Pero entre los asistentes al torneo estaba un peregrino anónimo, al que llamaban ‘el Palmero’ porque llevaba consigo una hoja de palma en forma de cruz (que era, por entonces, un distintivo de quienes habían estado en los Santos Lugares). Y también estaba Isaac de York, un prestamista judío cuyo dinero era codiciado por los seguidores del príncipe Juan para financiar su coronación, por lo que Bois-Guilbert secuestró a Isaac y lo encerró en una fortaleza. La víspera del torneo, el Palmero, ayudado por otros leales al rey Ricardo (entre ellos un joven hidalgo de los bosques de Sherwood conocido como  Robin Hood), atacó la fortaleza y liberó a Isaac, quien, en recompensa, le regaló un caballo y una armadura para que pudiera participar en la competencia. Y, en efecto, el peregrino participó, demostró una destreza notable con las armas y ganó. Cuando tuvo que quitarse el yelmo y descubrir su identidad, se supo que el caballero misterioso era Wilfred de Ivanhoe.

A partir de entonces, Ivanhoe se dedicó a defender sin tregua los derechos del rey Ricardo, todavía cautivo en Viena, a quien había acompañado en la Tercera Cruzada luchado con él, hombro a hombro, contra los musulmanes que dominaban los Santos Lugares.
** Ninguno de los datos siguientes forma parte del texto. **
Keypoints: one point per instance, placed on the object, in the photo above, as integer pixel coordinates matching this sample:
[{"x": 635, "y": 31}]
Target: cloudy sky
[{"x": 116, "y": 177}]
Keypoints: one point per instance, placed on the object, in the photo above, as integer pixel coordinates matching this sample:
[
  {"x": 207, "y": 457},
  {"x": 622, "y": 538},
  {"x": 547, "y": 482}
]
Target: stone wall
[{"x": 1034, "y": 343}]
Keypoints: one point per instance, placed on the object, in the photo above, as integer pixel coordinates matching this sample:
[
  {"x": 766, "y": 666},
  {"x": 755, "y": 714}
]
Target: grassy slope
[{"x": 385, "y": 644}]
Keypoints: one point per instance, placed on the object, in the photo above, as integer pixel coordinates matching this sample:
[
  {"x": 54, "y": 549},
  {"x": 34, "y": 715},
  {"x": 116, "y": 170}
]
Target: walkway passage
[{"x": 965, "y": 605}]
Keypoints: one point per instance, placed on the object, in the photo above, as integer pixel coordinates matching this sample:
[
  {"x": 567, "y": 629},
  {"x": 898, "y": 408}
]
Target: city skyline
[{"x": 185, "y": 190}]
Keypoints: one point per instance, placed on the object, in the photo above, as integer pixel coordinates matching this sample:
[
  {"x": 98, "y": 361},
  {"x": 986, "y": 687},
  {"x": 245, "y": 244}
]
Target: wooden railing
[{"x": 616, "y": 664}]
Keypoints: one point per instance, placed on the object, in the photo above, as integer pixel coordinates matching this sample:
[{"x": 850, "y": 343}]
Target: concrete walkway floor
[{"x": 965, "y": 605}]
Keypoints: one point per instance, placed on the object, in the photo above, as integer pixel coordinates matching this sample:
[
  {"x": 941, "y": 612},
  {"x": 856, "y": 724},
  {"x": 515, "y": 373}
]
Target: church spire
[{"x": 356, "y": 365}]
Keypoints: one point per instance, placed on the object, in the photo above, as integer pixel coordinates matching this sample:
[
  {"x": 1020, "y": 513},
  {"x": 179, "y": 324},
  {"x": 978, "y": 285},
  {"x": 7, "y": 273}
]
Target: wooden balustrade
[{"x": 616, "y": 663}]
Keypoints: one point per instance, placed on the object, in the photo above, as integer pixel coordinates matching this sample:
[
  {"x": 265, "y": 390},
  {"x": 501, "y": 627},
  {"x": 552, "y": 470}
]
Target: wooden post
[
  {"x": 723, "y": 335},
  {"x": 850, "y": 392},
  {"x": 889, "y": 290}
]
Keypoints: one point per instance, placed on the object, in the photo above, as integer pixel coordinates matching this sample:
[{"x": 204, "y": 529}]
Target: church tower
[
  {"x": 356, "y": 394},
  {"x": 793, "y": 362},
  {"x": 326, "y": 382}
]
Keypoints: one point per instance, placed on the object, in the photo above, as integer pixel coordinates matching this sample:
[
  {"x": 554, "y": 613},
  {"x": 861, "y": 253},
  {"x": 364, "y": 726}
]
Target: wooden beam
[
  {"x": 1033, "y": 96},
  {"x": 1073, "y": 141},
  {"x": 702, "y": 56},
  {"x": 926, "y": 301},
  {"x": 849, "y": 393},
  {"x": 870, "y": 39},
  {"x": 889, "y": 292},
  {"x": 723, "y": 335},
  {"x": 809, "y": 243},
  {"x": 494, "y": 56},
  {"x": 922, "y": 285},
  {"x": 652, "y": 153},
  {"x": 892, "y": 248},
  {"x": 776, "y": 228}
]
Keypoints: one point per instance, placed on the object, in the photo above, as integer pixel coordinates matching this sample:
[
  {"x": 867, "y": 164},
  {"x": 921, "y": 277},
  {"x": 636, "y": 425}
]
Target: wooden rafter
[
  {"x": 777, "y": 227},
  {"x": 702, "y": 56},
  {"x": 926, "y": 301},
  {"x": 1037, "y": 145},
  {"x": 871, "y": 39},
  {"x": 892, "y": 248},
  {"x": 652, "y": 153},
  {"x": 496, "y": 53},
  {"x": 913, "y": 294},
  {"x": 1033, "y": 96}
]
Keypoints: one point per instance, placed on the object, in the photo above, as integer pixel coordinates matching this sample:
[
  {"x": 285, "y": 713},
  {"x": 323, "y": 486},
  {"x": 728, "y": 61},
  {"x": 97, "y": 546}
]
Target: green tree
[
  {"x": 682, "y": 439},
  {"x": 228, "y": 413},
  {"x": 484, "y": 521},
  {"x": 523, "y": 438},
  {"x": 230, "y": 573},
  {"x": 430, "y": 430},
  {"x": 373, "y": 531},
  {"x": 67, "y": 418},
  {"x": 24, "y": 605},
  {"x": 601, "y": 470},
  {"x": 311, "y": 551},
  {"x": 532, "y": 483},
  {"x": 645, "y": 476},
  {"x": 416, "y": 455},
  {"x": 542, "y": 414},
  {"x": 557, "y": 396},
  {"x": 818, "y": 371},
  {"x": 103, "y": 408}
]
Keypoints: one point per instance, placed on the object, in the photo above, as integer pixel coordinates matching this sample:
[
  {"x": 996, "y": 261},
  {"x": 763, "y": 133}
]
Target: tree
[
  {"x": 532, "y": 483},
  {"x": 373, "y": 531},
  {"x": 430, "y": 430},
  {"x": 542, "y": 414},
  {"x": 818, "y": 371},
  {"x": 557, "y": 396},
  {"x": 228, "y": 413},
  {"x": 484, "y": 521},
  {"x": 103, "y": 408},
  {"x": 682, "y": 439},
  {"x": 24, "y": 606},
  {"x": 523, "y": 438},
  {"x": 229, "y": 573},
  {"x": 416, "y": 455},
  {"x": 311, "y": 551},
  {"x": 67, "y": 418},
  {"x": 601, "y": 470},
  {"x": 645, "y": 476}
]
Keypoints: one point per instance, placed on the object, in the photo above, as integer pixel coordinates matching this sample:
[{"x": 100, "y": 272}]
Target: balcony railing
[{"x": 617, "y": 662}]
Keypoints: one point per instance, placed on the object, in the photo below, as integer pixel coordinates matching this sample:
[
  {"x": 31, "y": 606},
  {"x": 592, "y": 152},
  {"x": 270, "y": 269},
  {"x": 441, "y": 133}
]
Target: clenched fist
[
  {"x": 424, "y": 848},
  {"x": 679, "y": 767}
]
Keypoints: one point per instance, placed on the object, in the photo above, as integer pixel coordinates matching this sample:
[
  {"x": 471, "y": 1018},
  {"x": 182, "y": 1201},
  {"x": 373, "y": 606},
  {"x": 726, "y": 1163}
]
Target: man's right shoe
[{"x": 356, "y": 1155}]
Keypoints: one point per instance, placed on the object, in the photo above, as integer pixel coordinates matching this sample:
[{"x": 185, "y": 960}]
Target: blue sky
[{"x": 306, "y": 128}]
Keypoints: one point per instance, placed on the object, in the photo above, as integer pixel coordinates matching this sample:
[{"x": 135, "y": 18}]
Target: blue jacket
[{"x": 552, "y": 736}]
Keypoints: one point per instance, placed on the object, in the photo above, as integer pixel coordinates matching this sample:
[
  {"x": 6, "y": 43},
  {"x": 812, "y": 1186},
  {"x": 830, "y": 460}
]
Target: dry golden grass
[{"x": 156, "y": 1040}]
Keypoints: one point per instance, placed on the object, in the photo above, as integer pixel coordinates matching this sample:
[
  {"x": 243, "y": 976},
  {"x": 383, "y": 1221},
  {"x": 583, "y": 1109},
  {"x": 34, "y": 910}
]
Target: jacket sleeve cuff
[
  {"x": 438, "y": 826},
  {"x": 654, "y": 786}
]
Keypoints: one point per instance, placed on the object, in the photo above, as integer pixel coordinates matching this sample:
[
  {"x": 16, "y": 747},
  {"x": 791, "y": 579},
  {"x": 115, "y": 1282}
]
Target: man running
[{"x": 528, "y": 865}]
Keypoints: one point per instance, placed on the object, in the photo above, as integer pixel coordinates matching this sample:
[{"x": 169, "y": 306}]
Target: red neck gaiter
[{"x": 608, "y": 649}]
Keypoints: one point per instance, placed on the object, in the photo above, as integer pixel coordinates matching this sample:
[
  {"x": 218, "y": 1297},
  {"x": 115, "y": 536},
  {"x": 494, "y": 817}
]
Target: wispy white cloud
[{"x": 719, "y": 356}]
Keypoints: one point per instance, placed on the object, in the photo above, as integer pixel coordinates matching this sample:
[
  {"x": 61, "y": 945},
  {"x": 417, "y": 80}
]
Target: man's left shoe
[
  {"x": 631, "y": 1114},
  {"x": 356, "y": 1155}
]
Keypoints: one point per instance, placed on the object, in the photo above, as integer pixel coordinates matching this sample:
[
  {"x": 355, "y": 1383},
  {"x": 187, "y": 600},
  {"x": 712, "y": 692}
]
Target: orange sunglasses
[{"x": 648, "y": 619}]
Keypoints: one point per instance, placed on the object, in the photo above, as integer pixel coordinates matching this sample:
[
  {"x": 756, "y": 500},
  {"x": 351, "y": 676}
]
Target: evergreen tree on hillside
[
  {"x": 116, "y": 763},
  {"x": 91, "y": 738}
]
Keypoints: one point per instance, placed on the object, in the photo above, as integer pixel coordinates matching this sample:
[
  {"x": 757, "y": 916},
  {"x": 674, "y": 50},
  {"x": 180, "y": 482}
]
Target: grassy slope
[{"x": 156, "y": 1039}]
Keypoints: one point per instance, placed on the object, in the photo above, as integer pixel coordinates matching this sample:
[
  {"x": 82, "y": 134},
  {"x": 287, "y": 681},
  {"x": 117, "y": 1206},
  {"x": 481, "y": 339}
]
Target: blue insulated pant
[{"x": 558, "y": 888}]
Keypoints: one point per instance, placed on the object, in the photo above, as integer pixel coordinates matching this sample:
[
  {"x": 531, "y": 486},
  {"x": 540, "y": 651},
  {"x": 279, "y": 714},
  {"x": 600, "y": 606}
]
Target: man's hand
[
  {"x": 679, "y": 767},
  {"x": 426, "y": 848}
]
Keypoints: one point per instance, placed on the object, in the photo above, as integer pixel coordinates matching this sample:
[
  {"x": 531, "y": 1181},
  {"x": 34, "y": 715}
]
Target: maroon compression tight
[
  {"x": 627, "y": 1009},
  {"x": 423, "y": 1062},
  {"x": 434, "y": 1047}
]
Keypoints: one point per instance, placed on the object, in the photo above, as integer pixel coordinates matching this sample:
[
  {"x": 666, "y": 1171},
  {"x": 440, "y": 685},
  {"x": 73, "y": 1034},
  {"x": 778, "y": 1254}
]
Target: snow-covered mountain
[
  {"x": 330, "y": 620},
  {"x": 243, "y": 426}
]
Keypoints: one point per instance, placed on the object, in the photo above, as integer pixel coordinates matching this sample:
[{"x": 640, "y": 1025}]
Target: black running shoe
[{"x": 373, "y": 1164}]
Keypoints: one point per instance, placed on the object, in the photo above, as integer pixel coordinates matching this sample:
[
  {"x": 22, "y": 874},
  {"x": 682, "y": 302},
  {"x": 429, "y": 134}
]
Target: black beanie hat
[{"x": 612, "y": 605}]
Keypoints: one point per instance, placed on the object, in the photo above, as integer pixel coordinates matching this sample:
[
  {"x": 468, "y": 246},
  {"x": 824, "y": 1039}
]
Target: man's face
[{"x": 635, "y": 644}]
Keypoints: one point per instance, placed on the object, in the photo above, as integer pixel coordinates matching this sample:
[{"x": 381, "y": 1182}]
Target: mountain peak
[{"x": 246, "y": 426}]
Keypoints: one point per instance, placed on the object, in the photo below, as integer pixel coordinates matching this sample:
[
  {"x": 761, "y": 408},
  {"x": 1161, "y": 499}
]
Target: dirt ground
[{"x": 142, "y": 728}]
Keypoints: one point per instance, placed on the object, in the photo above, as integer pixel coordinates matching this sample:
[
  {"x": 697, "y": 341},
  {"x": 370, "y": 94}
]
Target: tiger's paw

Esa defensa, en la que intervinieron los caballeros normandos más distinguidos, impidió que Juan sin Tierra despojara del trono a su hermano. Cuando ‘Corazón de León’ volvió de su cautiverio, liberado tras pagar un rescate que empobreció durante varios años a la corona inglesa, reasumió su reinado. Era 1194.

Gobernó hasta su muerte, en 1199. Ivanhoe es un personaje ficticio, creado por Walter Scott. Es muy probable, casi seguro, que Robin Hood también lo fuera (“Robin de los bosques”, Mundo Diners, número 448, septiembre 2019). Pero todo el telón de fondo es cierto y lo narra la historia: la pugna entre normandos y sajones por el trono inglés, la rivalidad entre los reyes Ricardo y Juan, el empeño fallido de los soberanos europeos por recuperar la Tierra Santa, la debilidad de un país que unos siglos más tarde llegaría a ser el mayor imperio jamás habido y la confrontación sin final —que ya lleva más de catorce siglos— entre la cristiandad y el islam. Y si Robin Hood era el arquetipo del justiciero a su manera, que robaba a los dueños de fortunas mal habidas para ayudar a los pobres, Ivanhoe era el símbolo del caballero noble y de principios, que lucha por lo que cree sin recibir halagos ni recompensas, es decir una casta que, como se comprueba a diario, está en camino a su extinción final.